More than 80 percent had worked in Adolf Hitler’s justice apparatus, and it would take until 1972 before they were no longer in the majority.

“On the face of it they were highly competent lawyers… but that came against the backdrop of the death sentences and race laws in which they were involved,” said Margaretha Sudhof, state secretary at the justice ministry, unveiling the report.

“These are disturbing contradictions to which our country has long remained blind.”

‘Combat mission’

It was not until 1992, two years after Germany’s national reunification, that the last prosecutor with a fascist background left the office.

“There was no break, let alone a conscious break, with the Nazi past” at the federal prosecutor’s office, the authors concluded, stressing “the great and long continuity” of the functions held and “the high number” of officials involved in Hitler’s regime.

Chief federal prosecutor Peter Frank commissioned the study in 2017. The federal prosecutor’s office is one of Germany’s most powerful institutions, handling the most serious national security cases including those involving terrorism and espionage.

With more than 100 prosecutors, it is “the central actor in the fight against terror,” the report authors said, underlining its growing role in the decades since the September 11th, 2001 attacks in the United States.

The researchers were given unfettered access to hundreds of files labelled classified after the war, and found that rooting out alleged communists was often prioritised over other threats, including from the far right.

“In the 1950s the federal prosecutor’s office had a combat mission – not a legal but a political one: to pursue all the communists in the country,” the daily Süddeutsche Zeitung said in a summary of the report.

‘Recycling’ Nazis

The fact that West Germany widely used former officials from the Nazi regime in its post-war administration had long been known.

For example, Hans Globke served as chief of staff and a trusted confidant to former conservative West German chancellor Konrad Adenauer between 1953 and 1963 and was responsible for recruitment to top posts.

However, Globke had also been a senior civil servant in the Nazi-era interior ministry and was involved in the drafting of the 1935 Nuremberg race laws that imposed the first dramatic restrictions on Jews.

In recent years, systematic digging into the past of key ministries and institutions has unearthed a troubling and previously hidden degree of “recycling” of Third Reich officials in the post-war decades.

A 2016 government report revealed that in 1957, more than a decade after the war ended, around 77 percent of senior officials at the justice ministry had been members of the Nazi party. That study, also carried out by Safferling, revealed that the number of former Nazis at the ministry did not decline after the fall of the regime but actually grew in the 1950s.

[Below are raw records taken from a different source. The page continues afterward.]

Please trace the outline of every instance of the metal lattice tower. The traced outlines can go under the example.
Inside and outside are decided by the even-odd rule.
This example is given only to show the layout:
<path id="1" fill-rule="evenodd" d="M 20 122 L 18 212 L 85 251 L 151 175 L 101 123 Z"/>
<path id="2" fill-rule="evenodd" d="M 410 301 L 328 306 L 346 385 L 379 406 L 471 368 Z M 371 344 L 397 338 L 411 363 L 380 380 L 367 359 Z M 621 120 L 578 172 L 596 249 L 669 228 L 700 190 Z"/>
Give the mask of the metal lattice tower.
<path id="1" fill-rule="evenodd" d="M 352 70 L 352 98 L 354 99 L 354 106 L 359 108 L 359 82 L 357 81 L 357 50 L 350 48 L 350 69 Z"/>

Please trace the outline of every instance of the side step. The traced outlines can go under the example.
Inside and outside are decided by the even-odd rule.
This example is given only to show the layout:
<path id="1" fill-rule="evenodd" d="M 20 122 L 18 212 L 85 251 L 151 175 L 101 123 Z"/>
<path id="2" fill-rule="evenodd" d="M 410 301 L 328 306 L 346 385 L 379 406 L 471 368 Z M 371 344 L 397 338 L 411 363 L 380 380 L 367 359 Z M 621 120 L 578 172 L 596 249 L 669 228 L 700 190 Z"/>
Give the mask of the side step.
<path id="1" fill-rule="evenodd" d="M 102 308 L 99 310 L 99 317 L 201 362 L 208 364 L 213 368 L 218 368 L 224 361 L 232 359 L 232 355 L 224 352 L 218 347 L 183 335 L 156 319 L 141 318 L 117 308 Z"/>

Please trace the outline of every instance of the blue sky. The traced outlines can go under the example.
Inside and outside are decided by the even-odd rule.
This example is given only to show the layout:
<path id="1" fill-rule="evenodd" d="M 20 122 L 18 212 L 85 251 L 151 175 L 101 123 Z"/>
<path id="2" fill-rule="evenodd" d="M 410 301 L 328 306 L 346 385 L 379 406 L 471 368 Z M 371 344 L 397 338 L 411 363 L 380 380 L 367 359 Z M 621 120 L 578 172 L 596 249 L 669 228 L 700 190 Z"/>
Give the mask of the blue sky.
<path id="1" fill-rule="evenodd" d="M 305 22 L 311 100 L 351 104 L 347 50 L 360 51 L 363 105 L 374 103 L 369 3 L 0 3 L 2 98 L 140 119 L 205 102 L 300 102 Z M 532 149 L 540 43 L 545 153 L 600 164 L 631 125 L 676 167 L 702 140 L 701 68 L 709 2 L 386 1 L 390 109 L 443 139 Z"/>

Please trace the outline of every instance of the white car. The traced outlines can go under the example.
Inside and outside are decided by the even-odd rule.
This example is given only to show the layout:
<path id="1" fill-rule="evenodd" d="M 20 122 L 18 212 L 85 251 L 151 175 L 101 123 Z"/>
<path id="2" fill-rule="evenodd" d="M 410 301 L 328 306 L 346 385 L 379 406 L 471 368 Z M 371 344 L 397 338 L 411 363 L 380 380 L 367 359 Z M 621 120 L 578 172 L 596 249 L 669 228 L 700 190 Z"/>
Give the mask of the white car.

Part of the justification was cynical pragmatism: the new republic needed experienced civil servants to establish the West German justice system. Furthermore, the priorities of the Allies who won the war and “liberated” the country from the Nazis were quickly turned upside down in the Cold War context.

After seeking to de-Nazify West Germany after 1945, the aim quickly shifted to building a capitalist bulwark against the communist threat. That approach often meant turning a blind eye to Germans’ previous involvement in the Third Reich.

In recent years, Germany has embarked on a twilight attempt to provide justice for concentration camp victims, placing several former guards in their 90s on trial for wartime crimes.